Neuralstem flirting with stem cell noncompliance in Colorado via Right To Try Law?

I frequently check in to see what’s happening at the Paul Knoepfler Stem Cell blog. His post yesterday took me by complete surprise. Even though SCI isn’t part of the PTT Law, this will be an interesting situation to follow. (The mission of the Knoepfler Lab Blog at UC Davis School of Medicine is to build stem cell bridges to cures through education, outreach, and science).

“It didn’t take long for these predictions to be realized as stem cell biotech Neuralstem announced on June 5 that it would be offering its experimental, non-FDA approved human neural stem cell therapy for ALS in Colorado. And it might do it in a for-profit manner. Further, Neuralstem CEO Richard Garr has indicated that the company will not work with the FDA for the human experiments in Colorado. It is worth pointing out that CEO Garr is also Chair of the Goldwater Institute’s Right To Try National Advisory Council.

In a sense, the Colorado Right-To-Try Law as it pertains to stem cells is itself a big human experiment and it will be probably end up being fascinating and perhaps disturbing to see how this all plays out even as there are concerns over risks it brings with it. I worry it might do more harm than good. What do you think?”

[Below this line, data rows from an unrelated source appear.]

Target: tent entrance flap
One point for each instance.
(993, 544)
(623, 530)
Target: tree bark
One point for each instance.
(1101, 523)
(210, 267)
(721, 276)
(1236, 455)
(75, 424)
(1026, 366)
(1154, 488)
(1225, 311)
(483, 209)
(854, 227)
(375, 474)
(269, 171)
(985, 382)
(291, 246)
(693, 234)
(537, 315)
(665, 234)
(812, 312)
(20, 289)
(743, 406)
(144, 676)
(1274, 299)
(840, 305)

Check out Paul’s full blog post HERE:

THE FDA IS NOT THE ENEMY: THE CHAIRMANS BLOG with RICHARD GARR Check Richard Garr’s position on the PTT Law.

No one is suggesting that this process take the place of the existing clinical trial process. And no company (though I can only speak for Neuralstem) will offer a drug if the FDA tells it not to. The heart of the RTT bill recognizes the contribution the FDA process makes to the determination of safety in the early stages of drug development and Neuralstem’s support of this program is based upon that recognition.

No one is promising cures. Every patient that Neuralstem can treat under this law until we have FDA approval will go through the exact same informed consent process that patients in our trials go through. They will understand the risks. No matter how encouraging the early public information may be, all of our patients understand that it is too soon and there have been too few patients for us to know that it can help them. Dying patients deserve the unvarnished truth, and, in our experience, they demand it.